While being able to understand two contradictory points of view as equally valid might be considered a good thing, George Orwell’s doublethink refers to the newspeak term for citizens acknowledging that the Party contradicts itself, but being able to fully recognize what this means.

‘Being in a minority, even in a minority of one, did not make you mad. There was truth and there was untruth, and if you clung to the truth even against the whole world, you were not mad.’

It sometimes seems impossible, and yet it is so important that we cling on to our common sense.

‘The best books… are those that tell you what you know already.’

Sadly, we can probably all recognize the confirmation bias we seek out when consuming media or even just participating in conversations IRL or online. We look for our own beliefs to be proven ‘true’, and find it hard to consume other points of view (perhaps out of a fear that we will be persuaded to give up our own beliefs).

‘What can you do, thought Winston, against the lunatic who is more intelligent than yourself; who gives your arguments a fair hearing and simply persists in his lunacy?’

‘Reality exists in the human mind and nowhere else.’

While scary, this quote is arguably true: we each create our own reality based on experience and perceived norms, and filter the world through those presets.

‘The past was erased, the erasure was forgotten, the lie became the truth.’

And thus, Orwell has shown exactly how history is written and how reality can be manipulated by those in power. When enough people believe a thing and proclaim it as truth, and nobody has the power to safeguard actual truth, reality becomes moldable.

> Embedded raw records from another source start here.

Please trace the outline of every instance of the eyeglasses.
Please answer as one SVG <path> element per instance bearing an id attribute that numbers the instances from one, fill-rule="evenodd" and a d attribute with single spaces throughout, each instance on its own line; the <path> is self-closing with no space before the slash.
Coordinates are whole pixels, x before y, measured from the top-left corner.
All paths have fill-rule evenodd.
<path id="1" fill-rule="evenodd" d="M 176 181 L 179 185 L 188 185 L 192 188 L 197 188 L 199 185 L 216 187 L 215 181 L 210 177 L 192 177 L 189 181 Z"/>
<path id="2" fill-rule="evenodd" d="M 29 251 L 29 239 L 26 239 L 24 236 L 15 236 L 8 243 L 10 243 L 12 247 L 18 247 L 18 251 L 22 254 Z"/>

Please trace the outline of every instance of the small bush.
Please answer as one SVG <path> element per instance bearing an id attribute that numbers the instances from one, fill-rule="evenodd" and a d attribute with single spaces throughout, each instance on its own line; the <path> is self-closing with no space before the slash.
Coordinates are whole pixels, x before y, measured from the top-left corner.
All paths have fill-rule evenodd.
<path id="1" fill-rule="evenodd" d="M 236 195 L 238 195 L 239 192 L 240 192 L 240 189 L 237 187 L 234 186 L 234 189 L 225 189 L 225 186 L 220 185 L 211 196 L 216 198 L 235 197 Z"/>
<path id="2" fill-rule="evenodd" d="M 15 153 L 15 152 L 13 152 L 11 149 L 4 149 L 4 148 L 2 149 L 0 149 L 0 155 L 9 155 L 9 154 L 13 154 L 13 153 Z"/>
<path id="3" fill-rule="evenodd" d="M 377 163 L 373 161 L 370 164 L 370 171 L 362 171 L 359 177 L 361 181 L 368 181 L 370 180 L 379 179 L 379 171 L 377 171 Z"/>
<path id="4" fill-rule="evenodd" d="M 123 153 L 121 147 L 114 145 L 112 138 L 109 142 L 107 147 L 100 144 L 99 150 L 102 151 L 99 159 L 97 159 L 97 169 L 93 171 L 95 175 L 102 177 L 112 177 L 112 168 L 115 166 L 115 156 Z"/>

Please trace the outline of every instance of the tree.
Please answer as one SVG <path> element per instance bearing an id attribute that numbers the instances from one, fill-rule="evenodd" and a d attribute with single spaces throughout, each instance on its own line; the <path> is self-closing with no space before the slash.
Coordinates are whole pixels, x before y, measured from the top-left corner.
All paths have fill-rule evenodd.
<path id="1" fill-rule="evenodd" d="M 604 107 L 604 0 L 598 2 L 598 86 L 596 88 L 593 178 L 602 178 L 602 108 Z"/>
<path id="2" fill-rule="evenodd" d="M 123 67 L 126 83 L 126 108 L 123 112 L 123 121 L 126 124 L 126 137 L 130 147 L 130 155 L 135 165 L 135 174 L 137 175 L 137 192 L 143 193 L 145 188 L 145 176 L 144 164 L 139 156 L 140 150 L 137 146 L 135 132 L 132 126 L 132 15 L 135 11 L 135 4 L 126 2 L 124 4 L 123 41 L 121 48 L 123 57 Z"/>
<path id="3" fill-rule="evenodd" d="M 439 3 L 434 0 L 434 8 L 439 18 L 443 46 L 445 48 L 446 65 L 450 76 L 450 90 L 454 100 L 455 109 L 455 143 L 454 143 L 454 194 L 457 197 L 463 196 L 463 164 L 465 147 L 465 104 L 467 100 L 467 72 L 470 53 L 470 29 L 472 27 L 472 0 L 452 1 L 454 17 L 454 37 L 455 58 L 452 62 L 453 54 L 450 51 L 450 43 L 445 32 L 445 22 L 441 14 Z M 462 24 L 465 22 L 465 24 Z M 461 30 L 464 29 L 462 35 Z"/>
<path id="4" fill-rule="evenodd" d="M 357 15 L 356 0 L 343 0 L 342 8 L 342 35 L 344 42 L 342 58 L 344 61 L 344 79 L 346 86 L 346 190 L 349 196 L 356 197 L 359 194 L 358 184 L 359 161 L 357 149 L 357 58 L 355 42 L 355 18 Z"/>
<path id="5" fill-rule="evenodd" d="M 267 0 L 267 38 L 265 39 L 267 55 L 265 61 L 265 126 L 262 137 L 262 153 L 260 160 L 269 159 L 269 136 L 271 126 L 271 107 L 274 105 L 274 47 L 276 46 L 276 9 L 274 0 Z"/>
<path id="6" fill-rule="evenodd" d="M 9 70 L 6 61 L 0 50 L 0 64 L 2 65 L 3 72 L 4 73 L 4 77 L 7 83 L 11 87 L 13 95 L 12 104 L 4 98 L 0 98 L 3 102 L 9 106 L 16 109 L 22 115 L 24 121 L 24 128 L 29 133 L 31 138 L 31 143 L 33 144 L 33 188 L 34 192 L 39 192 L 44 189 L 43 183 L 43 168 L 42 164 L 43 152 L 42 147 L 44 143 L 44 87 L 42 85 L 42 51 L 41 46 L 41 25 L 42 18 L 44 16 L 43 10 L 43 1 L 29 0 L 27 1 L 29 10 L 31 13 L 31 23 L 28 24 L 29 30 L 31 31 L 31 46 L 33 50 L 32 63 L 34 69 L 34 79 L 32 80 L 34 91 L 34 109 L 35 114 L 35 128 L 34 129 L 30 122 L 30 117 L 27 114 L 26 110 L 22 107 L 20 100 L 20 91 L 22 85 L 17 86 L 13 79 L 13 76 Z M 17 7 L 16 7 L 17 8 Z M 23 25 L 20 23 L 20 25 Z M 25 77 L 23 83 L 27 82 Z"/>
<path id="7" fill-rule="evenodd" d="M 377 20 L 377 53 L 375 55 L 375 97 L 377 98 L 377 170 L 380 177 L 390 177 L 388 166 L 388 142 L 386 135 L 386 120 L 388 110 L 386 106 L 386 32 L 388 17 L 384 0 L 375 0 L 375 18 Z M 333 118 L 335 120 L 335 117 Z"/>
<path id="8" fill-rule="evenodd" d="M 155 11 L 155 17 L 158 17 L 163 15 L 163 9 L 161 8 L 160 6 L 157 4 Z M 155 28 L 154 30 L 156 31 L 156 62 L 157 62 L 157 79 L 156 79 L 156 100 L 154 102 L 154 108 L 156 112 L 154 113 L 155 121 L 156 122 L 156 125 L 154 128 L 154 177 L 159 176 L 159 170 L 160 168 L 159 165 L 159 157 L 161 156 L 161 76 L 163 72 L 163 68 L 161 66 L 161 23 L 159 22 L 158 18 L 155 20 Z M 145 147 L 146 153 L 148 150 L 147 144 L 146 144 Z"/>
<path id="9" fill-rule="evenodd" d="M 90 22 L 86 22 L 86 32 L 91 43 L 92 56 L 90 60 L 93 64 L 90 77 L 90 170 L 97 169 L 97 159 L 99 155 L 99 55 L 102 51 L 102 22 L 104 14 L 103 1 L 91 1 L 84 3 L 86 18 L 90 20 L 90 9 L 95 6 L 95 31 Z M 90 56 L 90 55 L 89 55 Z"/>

These scary quotes from George Orwell’s Nineteen Eighty-Four should serve as a warning to all of us about the state of the world, and what future dystopian fiction truly tries to warn us against.

But it is not all bad — let’s remember this particular quotation from Orwell’s novel, and celebrate the power of facts:

‘There was truth and there was untruth, and if you clung to the truth even against the whole world, you were not mad.’